BANJARMASIN, WARTABANJAR.COM -Puluhan mahasiswa yang tergabung dalam aliansi Badan Eksekutif Mahasiswa (BEM) se Kalimantan Selatan, kembali sambangi Gedung DPRD Provinsi Kalimantan Selatan (Kalsel) gelar aksi unjuk rasa (Unras) tolak Rancangan Kitab Undang-Undang Hukum Pidana (RKUHP) bermasalah, Selasa (6/12/22) pagi.
Namun sangat disayangkan, lagi-lagi hanya kekecewaan yang di dapat para pengunjuk rasa, karena anggota dewan tak bisa berhadir dihadapan mereka.
“Sejumlah pihak dewan tidak ada ditempat, mareka sedang diluar ada undangan rapat,” ujar seorang pihak kepolisian.

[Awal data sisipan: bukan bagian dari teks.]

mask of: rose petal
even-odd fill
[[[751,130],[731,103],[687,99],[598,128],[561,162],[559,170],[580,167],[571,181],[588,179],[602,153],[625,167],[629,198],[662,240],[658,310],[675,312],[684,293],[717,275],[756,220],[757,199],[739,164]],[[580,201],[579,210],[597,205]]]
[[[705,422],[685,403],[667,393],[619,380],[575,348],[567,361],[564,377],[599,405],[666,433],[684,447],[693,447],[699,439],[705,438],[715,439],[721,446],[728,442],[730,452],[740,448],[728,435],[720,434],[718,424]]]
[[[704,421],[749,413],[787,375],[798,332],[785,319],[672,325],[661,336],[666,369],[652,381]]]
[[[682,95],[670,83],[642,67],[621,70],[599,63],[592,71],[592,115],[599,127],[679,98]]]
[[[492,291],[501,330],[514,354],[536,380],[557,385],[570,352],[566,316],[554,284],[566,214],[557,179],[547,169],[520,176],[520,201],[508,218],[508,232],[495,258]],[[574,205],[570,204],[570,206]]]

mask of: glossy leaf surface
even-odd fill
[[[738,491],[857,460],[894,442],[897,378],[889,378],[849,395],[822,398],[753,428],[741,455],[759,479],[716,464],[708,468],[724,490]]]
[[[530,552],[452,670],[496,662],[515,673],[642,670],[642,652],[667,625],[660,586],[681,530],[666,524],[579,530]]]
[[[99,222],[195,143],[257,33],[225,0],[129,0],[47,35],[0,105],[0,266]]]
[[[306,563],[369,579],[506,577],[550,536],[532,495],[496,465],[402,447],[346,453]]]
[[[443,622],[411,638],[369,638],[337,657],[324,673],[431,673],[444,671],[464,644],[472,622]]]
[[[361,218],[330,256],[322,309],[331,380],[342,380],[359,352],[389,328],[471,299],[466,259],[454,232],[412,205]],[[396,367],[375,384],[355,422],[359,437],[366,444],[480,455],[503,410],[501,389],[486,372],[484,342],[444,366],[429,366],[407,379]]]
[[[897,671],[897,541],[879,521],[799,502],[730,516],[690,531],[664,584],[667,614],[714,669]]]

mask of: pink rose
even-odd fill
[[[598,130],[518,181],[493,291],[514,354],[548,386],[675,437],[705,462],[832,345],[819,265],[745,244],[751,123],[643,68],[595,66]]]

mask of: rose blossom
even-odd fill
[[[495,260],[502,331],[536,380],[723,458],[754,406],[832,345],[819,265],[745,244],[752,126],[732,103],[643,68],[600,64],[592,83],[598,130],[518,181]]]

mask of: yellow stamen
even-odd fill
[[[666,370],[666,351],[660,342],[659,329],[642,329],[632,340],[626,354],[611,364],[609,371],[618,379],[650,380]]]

Mereka hanya ingin wakil rakyat menemui massa aksi untuk membahas hal tersebut.
Tegas dengan keinginan untuk bertemu dengan dewan, para massa tetap menunggu kehadiran dewan di depan gedung DPRD Provinsi Kalsel di bawah terik matahari.
“Masa tak ada sama sekali, komisi berapa saja kalau ada temui kami disini. Dari sekretaris maupun lainnya yang ada didalam,” jelas seorang orator aksi.
“Kami tunggu 10 menit jika tidak ada, kami akan paksa masuk gedung DPRD Kalsel,” tegasnya.
Hingga berita ini diberitakan, belum ada wakil rakyat yang menemui massa aksi dari BEM se-Kalsel di lokasi unras. (est)
Editor : DTM
BEM se-Kalsel Demo Tolak RKUHP Bermasalah di DPRD, “10 Menit Tak Ada Dewan, Kami Paksa Masuk”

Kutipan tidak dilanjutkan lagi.